Wine label stickers – Admire Magazine June 2016
If you follow wine news then you may have read about or listened to different opinions about wine reviews and the use of gold, silver and bronze medal stickers on bottles and I think it is a subject worth mulling over and being aware of when you select a bottle from the shelf at your favourite wine retailer.
The discussion has two key themes, wine reviews that have been paid for and the use of gold medal stickers. When it comes to paid for wine reviews there are three clear camps, those who think they are ok, those who think they aren’t and those who have mixed feelings.
I am among those who don’t think they are ok but I do understand why wineries pay to have their wines reviewed and why some wine writers/judges charge for their expertise. Wineries operate in a commercial world and they know that a bottle with a five-star review or a gold sticker on it will sell well while those without a sticker don’t sell as quickly.
Some wine judges are asked to assess many hundreds of wines a year and this takes time so they need to be paid somehow. As the printed media contracts there are fewer opportunities to be paid for writing about wine so one way to earn an income is to charge for their expertise.
Wineries know if they send certain writers or judges a wine for review they will get an invoice for that review and many are very happy to pay the invoice because they can use any positive reviews for marketing, but is it really an independent review?
In my opinion if a judge or writer knows they are being paid by a winery then they are likely to look more kindly at a wine sample because they want to encourage wineries to keep sending them samples and that compromises the integrity of a review.
Then there are the wineries who publish these positive reviews and proudly slap gold stickers all over the bottle to help sell their wines. Some even produce their own gold stickers saying things like ‘established in 1996’ or ‘Highly Awarded Winery’ neither statement says anything about the wine in the bottle and unless you read the fine print on the sticker you are being suckered into perceiving the wine is of gold medal standard.
A winery can also be awarded the high accolade of Winemaker of the Year at a wine show and are entitled to use a gold label declaring that for the next year, however there is nothing to stop them putting that sticker on every bottle of wine they produce even if a wine has never been anywhere near a wine show.
So who is right and who is wrong, the wine writer/judge for charging, the winery for paying, the winery for using gold stickers to promote their wines or the winery promoting the success of one wine on all of their wines?

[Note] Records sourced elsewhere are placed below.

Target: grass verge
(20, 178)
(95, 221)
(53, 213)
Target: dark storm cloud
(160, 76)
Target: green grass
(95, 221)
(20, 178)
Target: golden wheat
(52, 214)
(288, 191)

Well that is for you to decide and hopefully for the industry to set some rules around; wine shows for example could make it a condition that using Winemaker of the Year gold stickers is strictly limited to the wines entered into the show and can’t be used on just any old wine, a wine that may even have been imported in bulk and bottled here with the winery’s name.
Retailers could refuse to stock wines with what I call marketing gold stickers (Winery Established in 1996) and have no relevance to the quality of the wine inside the bottle.
I think some wine writers and judges will continue to charge for their service because that is how they make a living but maybe the wineries should declare they have paid for the review when they use the review in any form of marketing.